2 This adverse reaction was identified through post-marketing surveillance but not observed in randomised, controlled clinical trials in adults. The frequency category was estimated from a statistical calculation based upon 1,576 patients receiving Neulasta in nine randomised clinical trials.
Description of selected adverse reactions
Uncommon cases of Sweet's syndrome have been reported, although in some cases underlying haematological malignancies may play a role.
Uncommon events of cutaneous vasculitis have been reported in patients treated with pegfilgrastim.
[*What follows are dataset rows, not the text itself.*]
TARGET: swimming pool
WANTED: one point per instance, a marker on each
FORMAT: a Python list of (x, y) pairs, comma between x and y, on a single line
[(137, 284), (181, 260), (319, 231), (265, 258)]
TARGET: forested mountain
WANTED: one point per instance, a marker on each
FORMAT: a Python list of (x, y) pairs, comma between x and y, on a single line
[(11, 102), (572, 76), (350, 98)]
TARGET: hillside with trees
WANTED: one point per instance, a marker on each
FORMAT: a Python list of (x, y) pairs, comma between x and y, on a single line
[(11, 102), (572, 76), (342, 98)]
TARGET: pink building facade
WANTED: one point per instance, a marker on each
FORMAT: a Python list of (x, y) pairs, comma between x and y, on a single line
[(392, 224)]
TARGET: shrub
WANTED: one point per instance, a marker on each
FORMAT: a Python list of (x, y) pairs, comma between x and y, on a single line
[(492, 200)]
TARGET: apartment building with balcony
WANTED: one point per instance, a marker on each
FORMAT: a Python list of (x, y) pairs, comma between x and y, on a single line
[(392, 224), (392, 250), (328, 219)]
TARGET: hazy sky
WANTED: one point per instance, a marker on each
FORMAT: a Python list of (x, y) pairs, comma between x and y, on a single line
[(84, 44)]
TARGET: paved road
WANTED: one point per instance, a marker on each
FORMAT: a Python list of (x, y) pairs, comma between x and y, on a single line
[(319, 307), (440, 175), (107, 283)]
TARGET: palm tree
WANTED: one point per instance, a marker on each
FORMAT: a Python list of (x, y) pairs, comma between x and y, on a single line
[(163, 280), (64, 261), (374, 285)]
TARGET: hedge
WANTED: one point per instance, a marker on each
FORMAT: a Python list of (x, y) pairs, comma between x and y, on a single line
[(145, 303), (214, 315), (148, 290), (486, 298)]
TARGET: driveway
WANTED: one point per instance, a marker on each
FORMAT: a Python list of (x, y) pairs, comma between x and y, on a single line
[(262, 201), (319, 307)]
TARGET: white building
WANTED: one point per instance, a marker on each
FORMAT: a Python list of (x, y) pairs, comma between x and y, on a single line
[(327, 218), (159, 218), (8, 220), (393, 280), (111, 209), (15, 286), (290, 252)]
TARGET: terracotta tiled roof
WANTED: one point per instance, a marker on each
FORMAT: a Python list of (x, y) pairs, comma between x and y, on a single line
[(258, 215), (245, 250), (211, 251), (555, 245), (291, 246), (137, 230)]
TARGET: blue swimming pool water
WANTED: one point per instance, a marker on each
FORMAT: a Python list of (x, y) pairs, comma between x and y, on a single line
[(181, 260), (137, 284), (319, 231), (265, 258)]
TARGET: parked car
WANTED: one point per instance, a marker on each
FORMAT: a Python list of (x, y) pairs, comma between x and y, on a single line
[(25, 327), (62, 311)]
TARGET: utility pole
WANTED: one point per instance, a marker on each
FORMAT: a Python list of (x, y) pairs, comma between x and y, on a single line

The mechanism of vasculitis in patients receiving pegfilgrastim is unknown.
Injection site reactions, including injection site erythaema (uncommon) as well as injection site pain (common) have occurred on initial or subsequent treatment with pegfilgrastim.
Application site reactions (including events such as haemorrhage, pain, discomfort, bruise, and erythaema) have been reported with the use of the on-body injector.
Contact dermatitis and local skin reactions such as rash, pruritus, and urticaria have been reported with the use of the on-body injector, possibly indicating a hypersensitivity reaction to the adhesive.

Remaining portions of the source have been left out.